The Catawba Regional Council of Governments had about 35 active grants in mid-2022 — significantly more than their usual 15 to 20 grants open at any one time — and an additional 19 were in the application process. 

Rhea said much of the increase came from the Coronavirus Aid, Relief and Economic Security, or CARES, Act that was passed in 2020 to help businesses, municipalities and other organizations recover from the economic effects of the pandemic. Her organization has a lead administrator on each grant and some team members specialize in the highly technical areas of environmental review or payroll. On any given day, an individual administrator could have projects in every phase from grant proposal writing to final check writing. 


Grant funding has helped make the new terminal building for the 
Anderson Regional Airport possible. Photo: Appalachian Council of Governments.

It is that variety of daily tasks that makes the job interesting, said Arlene Young, grant services director for the Appalachian Council of Governments. 

“It’s a lot of moving parts,” Young said. “We work on several different projects in a day.”
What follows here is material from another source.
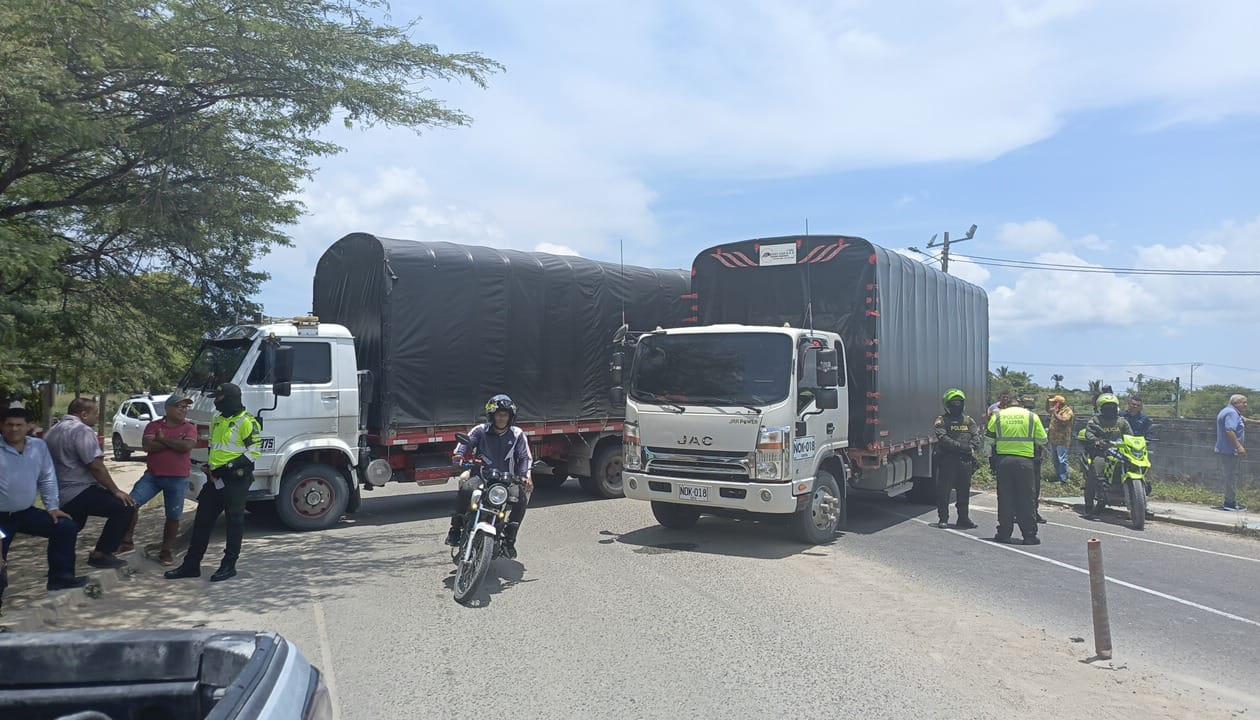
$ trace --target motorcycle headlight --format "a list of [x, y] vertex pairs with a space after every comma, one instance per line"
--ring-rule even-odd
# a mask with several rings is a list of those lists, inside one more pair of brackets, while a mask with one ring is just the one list
[[502, 505], [507, 502], [508, 489], [504, 485], [493, 485], [490, 487], [486, 497], [490, 500], [491, 505]]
Young said cities, counties and nonprofit and educational organizations will come to them with a list of needs and her team’s job is to help find a funding source.

“It’s fun and it’s challenging,” she said. “It’s like putting a puzzle together. Our clients bring to us one piece of the puzzle and we have to find other pieces to put together.” 

Grants are the catalyst for innumerable local government projects, and grants administrators are often the ones helping to make them possible. The work requires diligence and attention to detail, but it has the potential to transform communities.